REQUENA SE ENFRENTA AL VOTO DE SANTIAGO. POR VÍCTOR MANUEL GALÁN TENDERO.

 

                Los impuestos siempre han sido una molestia para los contribuyentes por muy santos y loables que fueran sus fines. En la católica Castilla del siglo XVII, que tanto se había distinguido en la defensa de la fe, se libraron intensos combates por motivos tan serios como sagrados. Y no precisamente contra los protestantes.

                A principios del siglo XVII se pusieron en las puertas de las iglesias y monasterios de Castilla carteles que instaban a los labradores a contribuir bajo pena de excomunión al voto de Santiago.

                La tradición sostenía que en la batalla de Clavijo del 844 Santiago Apóstol combatió a favor de las huestes de Ramiro I de Asturias contra los musulmanes. En agradecimiento de su intercesión en la victoria, liberadora del oneroso tributo de las cien doncellas, el rey le ofreció a su iglesia los primeros frutos de las cosechas y de la vendimia. Al final se concretó en el pago de una medida de cereales por cada pareja de ganado de labor que tuvieran los campesinos a favor del arzobispado de Santiago. Este voto se confirmó oficialmente en 1341 por primera vez bajo el reinado de Alfonso XI, gran admirador de Santiago.

                Los estudiosos opinan que semejante narración fue una creación interesada del siglo XII, aunque mucho antes que Gregorio Mayans y otros eruditos la cuestionaran historiográficamente los municipios se mostraron activos en rebajar sus extremos fiscales más hirientes. Ni corta ni perezosa la villa de Requena protestó contra sus excesos ante la Chancillería de Granada, llevando la reclamación en su nombre Diego García de Miñana. Nuestra localidad se integró en la demarcación de pago del Voto Nuevo de Granada, que comprendía Murcia, Andalucía, Badajoz y Castilla la Nueva excepto la diócesis de Sigüenza.

                Tanto los pegujaleros que arrendaban su yunta como los que la tenían debían pagar tres celemines por cada una, el equivalente a medio almud en granos o unos 13´87 litros de grano. Aquéllos eran los cultivadores con poco terrazgo o poco ganado que debían trabajar para otros a fin de sostener a sus familias.

                El siglo XVII había comenzado mal en nuestras tierras, al igual que en otras comarcas europeas. Las autoridades municipales se quejaban con amargura de la adversidad de los tiempos desde 1603 al menos, imposibilitando la labranza a muchos vecinos, cargados ya de por sí de deudas. El Pósito encargado de aminorar las cuitas de los labradores a través del préstamo de grano también se vio asediado de peticiones y en abril de 1605 se tomaron a censo con su garantía unos 5.000 ducados con un interés del 3´7%.

                Los posesores más poderosos del término, con gran peso en el gobierno concejil, no transigieron con el quebranto de sus trabajadores y braceros. Protegieron a los pegujaleros para evitar su éxodo hacia otras tierras y alteraciones del orden.

                El 6 de abril de 1606 la Chancillería de Granada emitió una sentencia favorable al pago del Voto con la condición que no lo satisficieran los pegujaleros con menos veinte almudes de terrazgo, equivalentes en el secano requenense a unas 4´61 hectáreas de la mejor calidad y 10´62 de la peor. Esta extensión se consideraba con matices la mínima para garantizar la supervivencia autónoma de una familia de cuatro a cinco integrantes.

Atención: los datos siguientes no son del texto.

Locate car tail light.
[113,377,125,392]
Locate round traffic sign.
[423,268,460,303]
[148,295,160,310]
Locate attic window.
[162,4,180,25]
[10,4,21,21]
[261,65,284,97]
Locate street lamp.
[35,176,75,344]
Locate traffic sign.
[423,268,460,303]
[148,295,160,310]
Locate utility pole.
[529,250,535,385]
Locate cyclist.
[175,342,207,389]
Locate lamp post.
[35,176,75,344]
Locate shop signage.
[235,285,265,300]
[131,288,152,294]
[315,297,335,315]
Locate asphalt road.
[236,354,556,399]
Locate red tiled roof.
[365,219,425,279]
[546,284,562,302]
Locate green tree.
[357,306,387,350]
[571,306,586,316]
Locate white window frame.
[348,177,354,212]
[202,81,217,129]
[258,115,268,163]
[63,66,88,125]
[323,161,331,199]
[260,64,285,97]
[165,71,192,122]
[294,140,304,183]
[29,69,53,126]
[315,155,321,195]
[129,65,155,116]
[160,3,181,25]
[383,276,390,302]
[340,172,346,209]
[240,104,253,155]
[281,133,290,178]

                La Chancillería se mostró salomónica, insistiendo a que todos se atuvieran al mandato. De hecho Requena no fue la única en protestar ante la justicia real y en 1628 unos tres mil concejos de las archidiócesis de Burgos y Toledo y de las diócesis de Calahorra, Osma, Palencia y Sigüenza encontraron reparación a sus demandas.

                En semejante ambiente puede entenderse que prendiera en 1626 la reclamación de las Cortes de Castilla del patronazgo del reino para Santa Teresa, canonizada en 1622, intentando desbancar a Santiago, lo que al final no aconteció. Es más, se renovó su ofrenda por Felipe IV en 1643, quizá buscando su protección en campos de batalla menos míticos que los de Clavijo.

                Fuentes.

                ARCHIVO MUNICIPAL DE REQUENA. Libro de actas municipales de 1608-15 (nº. 3267) y Documento nº. 1381.

                Bibliografía.

                ARROYO, Francisco, “El cultivo de los cereales y asociados en el Alfoz  de Requena según las respuestas del Catastro del Marqués de la Ensenada.1751-1752” en OLEANA nº. 24, Requena, 2010, pp. 667-696.

                PASTOR, Carmen, Santiago desafiado por Santa Teresa en historiarum.webnode.es

                TERUEL, Manuel, Vocabulario básico de la historia de la Iglesia, Barcelona, 1993.